Oui, mais quels mots seront assez forts pour traduire ce sentiment si particulier, cette sensation de douleur, cette admiration sans borne pour ceux qui réussissent à dépasser leur chagrin, à penser plus à l’autre qu’à eux-mêmes, lui apporter une dernière marque de respect, faire que son passage d’un monde à l’autre soit doux et ensorceleur ? L’histoire pourrait paraître simple puisqu’il y est question de vie et d’amour, sauf que justement il y a aussi la mort. Sali et Bartolomeo s’aiment, en effet, depuis trente ans quand, un jour, sur un sentier des Pyrénées lui, l’homme aimé est victime d’un AVC.

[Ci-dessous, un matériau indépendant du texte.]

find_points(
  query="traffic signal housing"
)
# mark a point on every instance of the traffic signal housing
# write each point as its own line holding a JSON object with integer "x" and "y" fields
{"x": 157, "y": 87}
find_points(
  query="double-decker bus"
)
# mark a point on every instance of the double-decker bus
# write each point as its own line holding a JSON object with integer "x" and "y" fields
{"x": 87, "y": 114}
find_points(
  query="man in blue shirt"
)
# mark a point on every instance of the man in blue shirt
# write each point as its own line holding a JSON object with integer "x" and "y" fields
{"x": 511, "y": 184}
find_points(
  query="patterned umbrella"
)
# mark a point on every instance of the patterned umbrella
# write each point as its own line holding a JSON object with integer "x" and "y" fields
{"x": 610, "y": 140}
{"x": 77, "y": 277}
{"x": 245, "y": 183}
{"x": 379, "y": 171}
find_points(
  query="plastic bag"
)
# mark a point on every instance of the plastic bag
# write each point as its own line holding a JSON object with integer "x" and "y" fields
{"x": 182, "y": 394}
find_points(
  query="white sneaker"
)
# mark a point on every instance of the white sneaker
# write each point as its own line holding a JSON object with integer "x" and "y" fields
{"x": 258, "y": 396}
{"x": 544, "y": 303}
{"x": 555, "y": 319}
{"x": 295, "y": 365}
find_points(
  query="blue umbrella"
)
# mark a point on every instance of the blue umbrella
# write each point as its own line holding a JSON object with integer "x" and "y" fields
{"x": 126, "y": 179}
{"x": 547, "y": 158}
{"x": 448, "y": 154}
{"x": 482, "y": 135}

En 138 petites pages, riches et intenses, nous nous retrouvons aux côtés d’un homme inerte et de sa femme, de ses enfants Maïa et Gabin. Grâce à une écriture hors du commun, à la fois travaillée, virevoltante, forte et délicate elle nous promène dans les méandres de leurs souvenirs, de leurs craintes, de leur chagrin, de leurs questions. Ses phrases courtes, ses mots taillés à la hache, ses réflexions à l’emporte-pièce parlent aussi de ce que nous devons à un être aimé, de ce que l’on doit faire, de ce que l’on peut faire.

Naturellement, cette lecture m’a bouleversée, m’a interrogée sur mes capacités à vivre de tels moments. Car ce roman, à la fois dramatique et lumineux, mais toujours juste, questionne sur la fin de vie, les responsabilités des aidants, les décisions à prendre. Peut-on décider à la place de quelqu’un qui n’est déjà plus là ? Marine Westphal décrit à merveille une famille dévastée par le chagrin, la perte de repères, une famille à la recherche d’une reconstruction.

Magnifique histoire, emplie d’humanité, où l’horreur de la maladie, la peur d’un corps qui se dégrade, le disputent à la poésie présente à chaque page, « La Téméraire » est la preuve, s’il en était besoin, que la valeur n’attend pas toujours le nombre des années.